火災保険という名前ですが、火事だけではなく、契約内容によっては風災・雪災・ひょう災などの自然災害も補償対象となる場合があります。
屋根の修理費だけでなく、
- 屋根瓦の交換
- 屋根材の修理
- 雨漏りによる建物内部の損傷
- 飛来物による住宅の破損
などが補償対象となる可能性があります。
ただし、契約によって補償範囲や自己負担額が異なるため、加入している火災保険の内容を確認することが重要です。
補償対象になる可能性
このケースは契約内容や被害状況によって補償対象となる可能性があります。
例えば、次のような条件を満たす場合は補償を受けられる可能性があります。
- 火災保険に風災補償が含まれている
- 台風による強風が原因である
- 保険期間中に発生した被害である
- 修理が必要な損傷である
- 保険会社が事故状況を確認できる
また、屋根が壊れたことで雨漏りが発生した場合でも、その原因が台風による屋根の破損であると判断されれば、補償対象となる可能性があります。
ただし、補償の可否は契約内容や事故状況などをもとに個別に判断されます。
補償されるための条件
保険会社では、次のような点を確認します。
- 台風が原因であること
- 被害の発生日時
- 屋根の損傷状況
- 経年劣化ではないこと
- 修理見積書の内容
- 写真など被害状況が分かる資料
被害に気付いたら、修理を始める前に屋根や住宅全体の写真を撮影し、損傷箇所を記録しておくことが大切です。
また、応急処置を行う場合も、可能であれば作業前の状況を残しておくと保険会社への説明がしやすくなります。
補償されない可能性があるケース
次のようなケースでは、補償対象外となる可能性があります。
- 屋根の老朽化や経年劣化が原因だった
- 適切なメンテナンスが行われていなかった
- 保険契約で風災補償の対象外となっている
- 保険期間外に発生した損害だった
- 被害状況を確認できる資料が不足している
また、台風とは関係なく以前から破損していた部分については、補償対象にならない可能性があります。

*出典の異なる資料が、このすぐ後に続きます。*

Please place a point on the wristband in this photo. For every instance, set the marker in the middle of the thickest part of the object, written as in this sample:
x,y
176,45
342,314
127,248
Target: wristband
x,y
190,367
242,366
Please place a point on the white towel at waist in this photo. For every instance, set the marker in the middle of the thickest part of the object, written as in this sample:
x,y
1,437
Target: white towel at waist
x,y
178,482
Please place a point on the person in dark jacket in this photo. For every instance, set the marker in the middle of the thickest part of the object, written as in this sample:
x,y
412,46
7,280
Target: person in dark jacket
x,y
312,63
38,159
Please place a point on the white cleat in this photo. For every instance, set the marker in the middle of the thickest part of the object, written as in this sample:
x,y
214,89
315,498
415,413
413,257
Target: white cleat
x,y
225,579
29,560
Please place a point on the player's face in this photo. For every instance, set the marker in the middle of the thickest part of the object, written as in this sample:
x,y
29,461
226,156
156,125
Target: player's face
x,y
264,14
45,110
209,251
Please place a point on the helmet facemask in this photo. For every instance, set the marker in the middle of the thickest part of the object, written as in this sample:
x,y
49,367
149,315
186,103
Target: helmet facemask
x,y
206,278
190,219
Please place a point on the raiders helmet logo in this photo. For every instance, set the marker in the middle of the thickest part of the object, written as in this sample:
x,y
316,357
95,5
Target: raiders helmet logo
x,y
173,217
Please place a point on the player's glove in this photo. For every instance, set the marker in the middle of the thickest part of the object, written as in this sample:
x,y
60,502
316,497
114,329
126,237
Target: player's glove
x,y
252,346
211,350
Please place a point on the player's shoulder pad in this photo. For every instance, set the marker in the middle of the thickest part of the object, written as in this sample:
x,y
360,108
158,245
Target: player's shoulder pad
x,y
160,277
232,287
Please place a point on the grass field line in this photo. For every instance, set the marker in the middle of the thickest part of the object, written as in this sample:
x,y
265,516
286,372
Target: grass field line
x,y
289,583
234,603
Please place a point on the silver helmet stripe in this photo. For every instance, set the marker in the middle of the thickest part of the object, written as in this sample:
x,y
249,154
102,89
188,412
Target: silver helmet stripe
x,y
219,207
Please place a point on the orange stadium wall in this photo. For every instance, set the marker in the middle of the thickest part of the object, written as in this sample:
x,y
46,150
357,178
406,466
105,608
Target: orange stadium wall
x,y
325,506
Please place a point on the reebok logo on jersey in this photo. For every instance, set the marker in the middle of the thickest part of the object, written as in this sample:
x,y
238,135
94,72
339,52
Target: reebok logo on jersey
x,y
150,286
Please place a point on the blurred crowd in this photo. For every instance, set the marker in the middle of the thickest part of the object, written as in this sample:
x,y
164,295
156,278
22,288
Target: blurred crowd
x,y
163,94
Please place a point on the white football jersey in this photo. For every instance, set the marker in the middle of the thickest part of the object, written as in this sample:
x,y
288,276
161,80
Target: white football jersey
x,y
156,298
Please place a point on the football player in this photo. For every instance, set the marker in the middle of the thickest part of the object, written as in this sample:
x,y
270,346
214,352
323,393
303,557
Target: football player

原因が自然災害なのか、経年劣化なのかは、保険会社が提出資料や現地調査などをもとに判断することがあります。
保険会社へ確認するときのポイント
保険会社へ連絡する際には、次の内容を整理しておくと手続きが進めやすくなります。
- 台風が発生した日時
- 被害に気付いた日時
- 屋根の損傷箇所
- 雨漏りの有無
- 被害写真
- 修理業者の見積書
- 応急処置の内容
あわせて、次の点も確認すると安心です。
- 契約で風災補償が含まれているか
- 自己負担額の有無
- 応急処置費用が補償対象となるか
- 保険金請求に必要な書類
- 修理前に現地調査が必要か
事前に確認しておくことで、保険金請求をスムーズに進めやすくなります。
まとめ
台風で屋根が壊れた場合は、火災保険の風災補償によって修理費などが補償対象となる可能性があります。
ただし、すべての屋根被害が補償されるわけではなく、契約内容や被害原因、屋根の状態などによって判断が異なります。
被害を確認したら、まずは安全を確保したうえで写真を撮影し、必要に応じて応急処置を行いましょう。その後、できるだけ早く保険会社へ連絡し、契約内容や必要な手続きを確認することが大切です。